‘Ranchero’ by Rick Gavin Redefines the Detective Genre
The novel 'Ranchero' by Rick Gavin's got all the makings of a pulp crime novel.
Nick Reid is your "detective" but in new, modern form. Per the genre, he's down on his luck, but he's not a private eye. Instead, he's working as a repo man. The book opens with Nick getting his head bashed in by a fireplace shovel.
It's his flaws that make Rick likable -- He's part Robin Hood, part self-governing lawman who starts his day trying to get payment for a rented TV but winds up going after one of the biggest meth dealers in the region - and a bad region at that. "When people toss off how the Delta is damned, they're just talking shorthand. The Delta's less a place than a boot on your neck. The Delta keeps you down."
Yeah, that kind of place.
He doesn't NEED to go after the bad guys, but he feels a compulsion to do so without killing anyone. He's a repo man with a heart of gold.
He's also surrounded by a cast of florid characters, like Desmond, his Sonic-loving 300+ pound sidekick whose ex wife took the Escalade, so he drives a POS Geo - with the driver's seat removed so he can drive from the back seat. Then there's Pearl, his landlord who keeps trying to fob off her dead husband's things on Nick, which is how he ends up with the Ranchero in the title (it's a car with a flat bead, like an El Camino), and a handful of Dubois boys - a bunch of bumbleheads who keep joining Nick's crew to go after bigger and bigger targets.
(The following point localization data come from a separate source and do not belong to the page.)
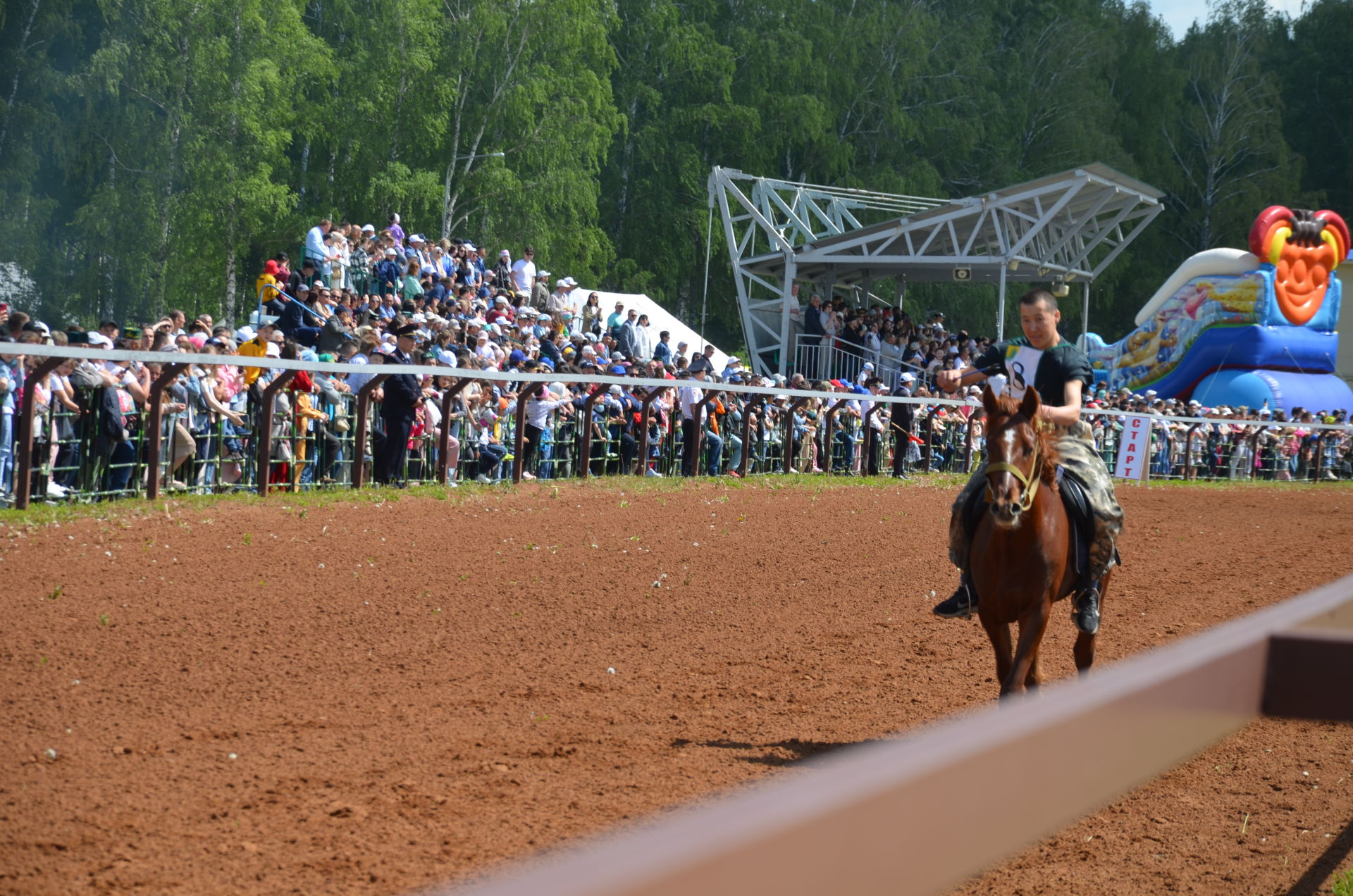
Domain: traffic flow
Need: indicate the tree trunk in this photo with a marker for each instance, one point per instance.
(20, 51)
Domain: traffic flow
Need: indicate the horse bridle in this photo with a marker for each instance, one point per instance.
(1029, 481)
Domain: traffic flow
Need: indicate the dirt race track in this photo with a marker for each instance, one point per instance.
(369, 697)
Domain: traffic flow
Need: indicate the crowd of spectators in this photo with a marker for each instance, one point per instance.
(369, 298)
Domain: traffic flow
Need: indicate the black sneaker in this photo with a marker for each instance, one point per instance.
(961, 604)
(1085, 611)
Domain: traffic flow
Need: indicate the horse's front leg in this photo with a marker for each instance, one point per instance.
(1032, 627)
(1000, 637)
(1084, 649)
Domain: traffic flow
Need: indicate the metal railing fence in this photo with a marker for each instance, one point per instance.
(766, 430)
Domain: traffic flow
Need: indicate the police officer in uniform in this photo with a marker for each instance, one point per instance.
(398, 408)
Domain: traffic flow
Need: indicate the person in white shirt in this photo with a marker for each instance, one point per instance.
(317, 249)
(643, 339)
(876, 424)
(691, 413)
(538, 418)
(559, 301)
(524, 271)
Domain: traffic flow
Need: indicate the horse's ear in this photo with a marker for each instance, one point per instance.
(989, 401)
(1029, 405)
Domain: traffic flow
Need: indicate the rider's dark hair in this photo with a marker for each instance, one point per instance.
(1034, 297)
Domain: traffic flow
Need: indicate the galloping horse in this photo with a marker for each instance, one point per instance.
(1020, 562)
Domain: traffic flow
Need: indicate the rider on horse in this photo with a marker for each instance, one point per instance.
(1063, 374)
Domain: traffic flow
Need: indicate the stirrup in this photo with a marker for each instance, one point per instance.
(1085, 608)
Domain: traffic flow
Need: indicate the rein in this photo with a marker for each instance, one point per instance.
(1030, 480)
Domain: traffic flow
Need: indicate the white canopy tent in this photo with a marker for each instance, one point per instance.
(660, 320)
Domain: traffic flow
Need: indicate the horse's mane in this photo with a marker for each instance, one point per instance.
(1008, 413)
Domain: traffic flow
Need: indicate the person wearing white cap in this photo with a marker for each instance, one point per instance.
(524, 273)
(558, 301)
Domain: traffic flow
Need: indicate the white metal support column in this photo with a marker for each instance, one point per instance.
(786, 297)
(1085, 313)
(1000, 308)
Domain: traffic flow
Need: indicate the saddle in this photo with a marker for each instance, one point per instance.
(1082, 517)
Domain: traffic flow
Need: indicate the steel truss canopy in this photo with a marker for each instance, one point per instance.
(1061, 228)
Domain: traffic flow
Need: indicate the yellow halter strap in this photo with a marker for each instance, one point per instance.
(1029, 481)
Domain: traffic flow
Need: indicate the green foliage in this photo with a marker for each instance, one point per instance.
(154, 152)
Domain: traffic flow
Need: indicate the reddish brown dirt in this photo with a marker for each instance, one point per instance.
(366, 697)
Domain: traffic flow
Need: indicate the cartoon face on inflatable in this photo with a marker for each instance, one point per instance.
(1303, 247)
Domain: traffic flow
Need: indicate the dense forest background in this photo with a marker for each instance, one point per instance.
(154, 152)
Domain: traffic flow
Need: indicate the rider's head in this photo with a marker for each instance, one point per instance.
(1038, 316)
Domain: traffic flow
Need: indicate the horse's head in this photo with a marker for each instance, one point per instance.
(1015, 455)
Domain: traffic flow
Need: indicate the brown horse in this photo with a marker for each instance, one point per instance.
(1020, 562)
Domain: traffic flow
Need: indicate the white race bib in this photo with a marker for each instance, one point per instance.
(1022, 367)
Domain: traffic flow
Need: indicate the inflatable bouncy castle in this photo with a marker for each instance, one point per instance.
(1244, 328)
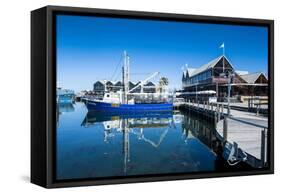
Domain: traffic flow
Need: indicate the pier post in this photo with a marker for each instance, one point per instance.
(263, 148)
(218, 112)
(216, 119)
(225, 126)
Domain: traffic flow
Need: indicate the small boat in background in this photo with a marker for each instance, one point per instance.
(65, 96)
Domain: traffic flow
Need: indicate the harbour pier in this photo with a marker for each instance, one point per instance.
(244, 131)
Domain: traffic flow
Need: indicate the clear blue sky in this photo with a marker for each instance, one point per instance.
(89, 48)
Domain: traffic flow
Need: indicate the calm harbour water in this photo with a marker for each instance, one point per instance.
(91, 145)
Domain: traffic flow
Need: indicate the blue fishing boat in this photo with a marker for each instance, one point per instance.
(125, 101)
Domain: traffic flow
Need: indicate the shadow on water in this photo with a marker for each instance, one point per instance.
(106, 145)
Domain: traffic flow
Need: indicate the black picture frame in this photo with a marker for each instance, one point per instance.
(43, 90)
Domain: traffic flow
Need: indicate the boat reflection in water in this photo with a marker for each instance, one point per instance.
(135, 124)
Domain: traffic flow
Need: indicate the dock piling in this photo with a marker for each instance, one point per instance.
(225, 125)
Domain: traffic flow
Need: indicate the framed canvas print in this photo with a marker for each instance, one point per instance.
(126, 96)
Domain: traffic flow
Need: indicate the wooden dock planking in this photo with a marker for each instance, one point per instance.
(245, 128)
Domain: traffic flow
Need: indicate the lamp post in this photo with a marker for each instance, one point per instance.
(228, 92)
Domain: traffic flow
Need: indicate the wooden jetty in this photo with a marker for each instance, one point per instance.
(245, 129)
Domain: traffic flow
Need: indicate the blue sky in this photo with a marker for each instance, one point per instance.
(89, 48)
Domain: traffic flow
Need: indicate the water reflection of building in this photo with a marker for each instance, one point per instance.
(201, 129)
(63, 108)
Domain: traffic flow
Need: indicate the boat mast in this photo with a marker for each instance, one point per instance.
(126, 76)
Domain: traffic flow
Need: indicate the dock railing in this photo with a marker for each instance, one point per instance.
(263, 136)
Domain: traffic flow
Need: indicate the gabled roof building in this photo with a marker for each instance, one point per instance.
(215, 74)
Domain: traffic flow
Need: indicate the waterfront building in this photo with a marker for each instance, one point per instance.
(217, 74)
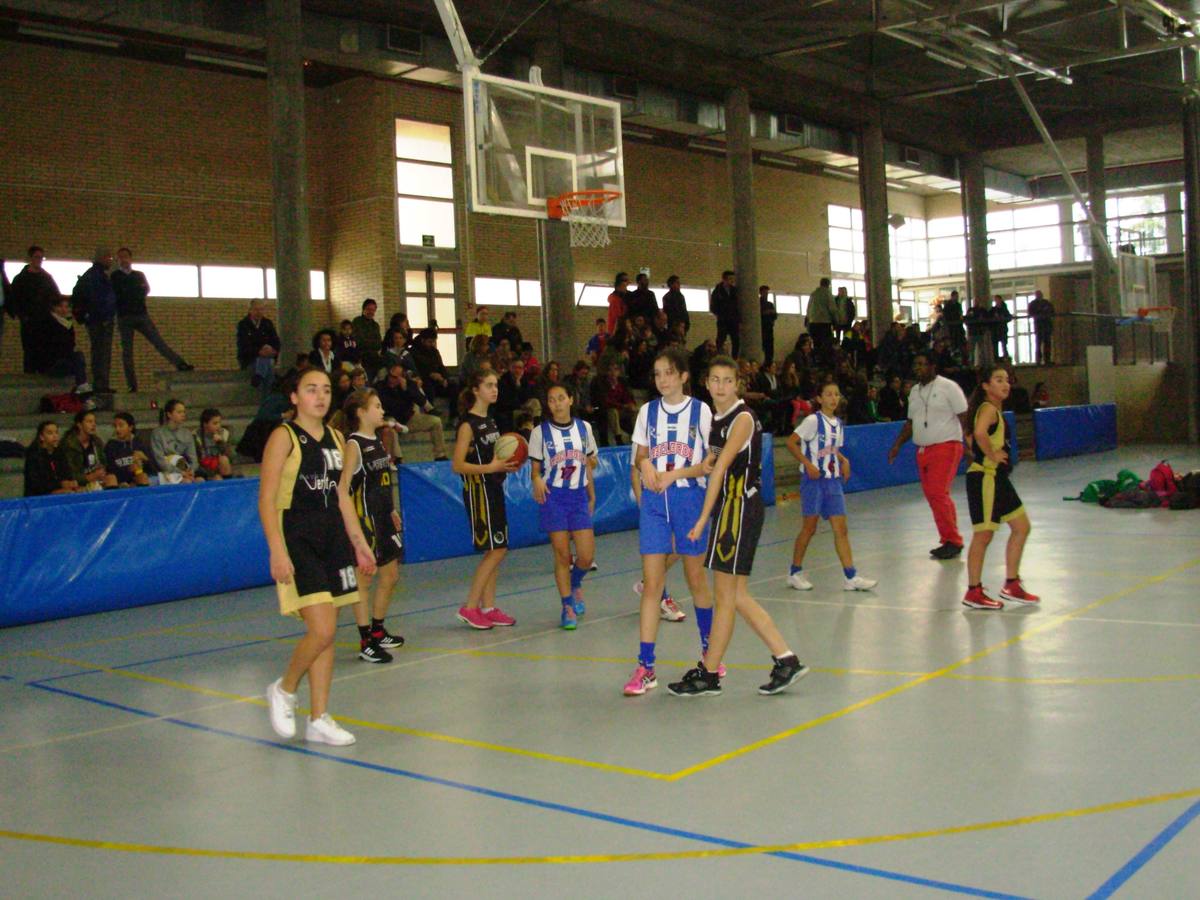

While the bad guy gets his due (come on - we can't possibly be spoiling this for you), all the loose ends are not tied up here. The requisite sexy love interest only drops into the story a few times. Nick is still living above Pearl's garage and driving the ranchero, so expect a few more Nick and Desmond adventures.
Just with a better ride.
P.S. Gavin has one of the best author bios around: he "frames houses and hangs sheetrock," while not writing, apparently.